It might seem premature to talk about swimming in December, but winter breaks and summer are right around the corner. With the lake and a pool in every neighborhood, it’s important for every child to learn swimming and water safety. Swim lessons teach essential safety skills. Swimming is an activity for vacations and for exercise over your child’s lifetime. At the risk of sounding like Rob Gordon from High Fidelity, I’ll give you my:
Top 5 Reasons to Give Your Child Swim Lessons in 2015
#5: Swimming is a gift that lasts a lifetime
Swimming is not an activity that you learn and then never do again. Learning to be relaxed in the water and some rudimentary swimming strokes will prepare your child to swim on vacations, at camp, at pool parties, on a school or club team, for cross-training, or in a triathlon, and many other activities. A few lessons now open many doors later.

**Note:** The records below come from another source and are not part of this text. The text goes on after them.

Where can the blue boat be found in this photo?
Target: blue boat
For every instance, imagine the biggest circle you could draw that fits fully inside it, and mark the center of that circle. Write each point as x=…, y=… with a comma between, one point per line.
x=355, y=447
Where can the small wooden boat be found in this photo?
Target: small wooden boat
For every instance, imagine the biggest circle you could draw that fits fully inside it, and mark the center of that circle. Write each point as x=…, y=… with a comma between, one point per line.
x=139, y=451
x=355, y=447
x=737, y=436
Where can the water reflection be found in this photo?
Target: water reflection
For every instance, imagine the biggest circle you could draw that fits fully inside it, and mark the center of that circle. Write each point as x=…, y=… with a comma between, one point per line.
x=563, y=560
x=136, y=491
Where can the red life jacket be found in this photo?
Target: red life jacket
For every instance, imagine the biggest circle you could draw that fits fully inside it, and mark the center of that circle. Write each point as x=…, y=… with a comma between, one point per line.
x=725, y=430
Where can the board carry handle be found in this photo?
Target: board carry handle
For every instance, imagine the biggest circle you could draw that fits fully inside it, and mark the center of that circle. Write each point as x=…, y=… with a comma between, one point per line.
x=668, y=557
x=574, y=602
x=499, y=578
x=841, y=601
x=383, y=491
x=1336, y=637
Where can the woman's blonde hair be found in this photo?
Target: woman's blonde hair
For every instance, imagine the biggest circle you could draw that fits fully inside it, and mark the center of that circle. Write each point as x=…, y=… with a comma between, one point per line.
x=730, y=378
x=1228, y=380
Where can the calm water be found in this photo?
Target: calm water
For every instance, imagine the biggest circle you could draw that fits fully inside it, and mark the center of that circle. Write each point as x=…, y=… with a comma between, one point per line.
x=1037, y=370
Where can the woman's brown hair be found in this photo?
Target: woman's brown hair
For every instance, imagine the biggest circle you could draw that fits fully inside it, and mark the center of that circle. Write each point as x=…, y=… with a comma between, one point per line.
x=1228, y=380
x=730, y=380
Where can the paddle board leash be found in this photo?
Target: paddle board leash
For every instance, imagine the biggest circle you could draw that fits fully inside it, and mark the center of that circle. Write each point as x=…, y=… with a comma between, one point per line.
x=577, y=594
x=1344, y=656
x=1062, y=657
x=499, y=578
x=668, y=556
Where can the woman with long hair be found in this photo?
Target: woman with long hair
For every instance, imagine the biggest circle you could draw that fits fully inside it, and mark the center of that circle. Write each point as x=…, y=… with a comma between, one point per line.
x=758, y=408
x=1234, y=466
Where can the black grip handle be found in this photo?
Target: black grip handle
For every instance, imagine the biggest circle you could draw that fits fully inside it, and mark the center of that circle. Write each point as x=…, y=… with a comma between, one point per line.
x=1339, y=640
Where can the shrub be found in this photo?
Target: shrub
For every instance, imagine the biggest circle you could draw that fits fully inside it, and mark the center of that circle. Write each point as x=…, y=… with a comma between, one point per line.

#4: It’s a bonding opportunity for you and your child
There are few activities where you can be face-to-face and skin-to-skin with an infant or toddler. The smiles that come from the songs, games, toys, and mini-successes in the water are priceless. For working parents, parent-child classes are great ways to reconnect with your child on weekends or after work.
#3: Swimming is liberating for a young child
Swimming is one of the few ways for infants and toddlers to be fully mobile. It’s not unusual for swim coaches to see a child swim before he can walk. By using their legs, they can get from coach to parent on their own. For those who have older children still trying to get command of their bodies, the water’s buoyancy is more forgiving than gravity and can build self-esteem that is harder to come by in land sports.
#2: It’s best to learn to swim early
To a person, every adult I teach to swim says, “I wish I would have learned to swim as a kid.” When it comes time to learn competitive strokes, those who are relaxed in the water always pick up things faster. As you get older fear and the analytical mind must be silenced to learn. It’s never too late to learn to swim, but it’s easier to pick up when time is not a factor and fun is the goal.
#1: Children need to learn water safety
I try not to be alarmist about water safety, but it’s a fact that anyone can drown in a bathtub filled with an inch of water. It’s important for children to learn to wait for a parent or coach’s cue, to understand the dangers of water, to learn how to call for help, to learn when to wear a lifejacket, and other safety skills. Accidents can happen, and the ounce of prevention rule truly applies here.
Get started early in the year with swim lessons, so your child is ready to swim when school gets out. I hope to see you all at the pool!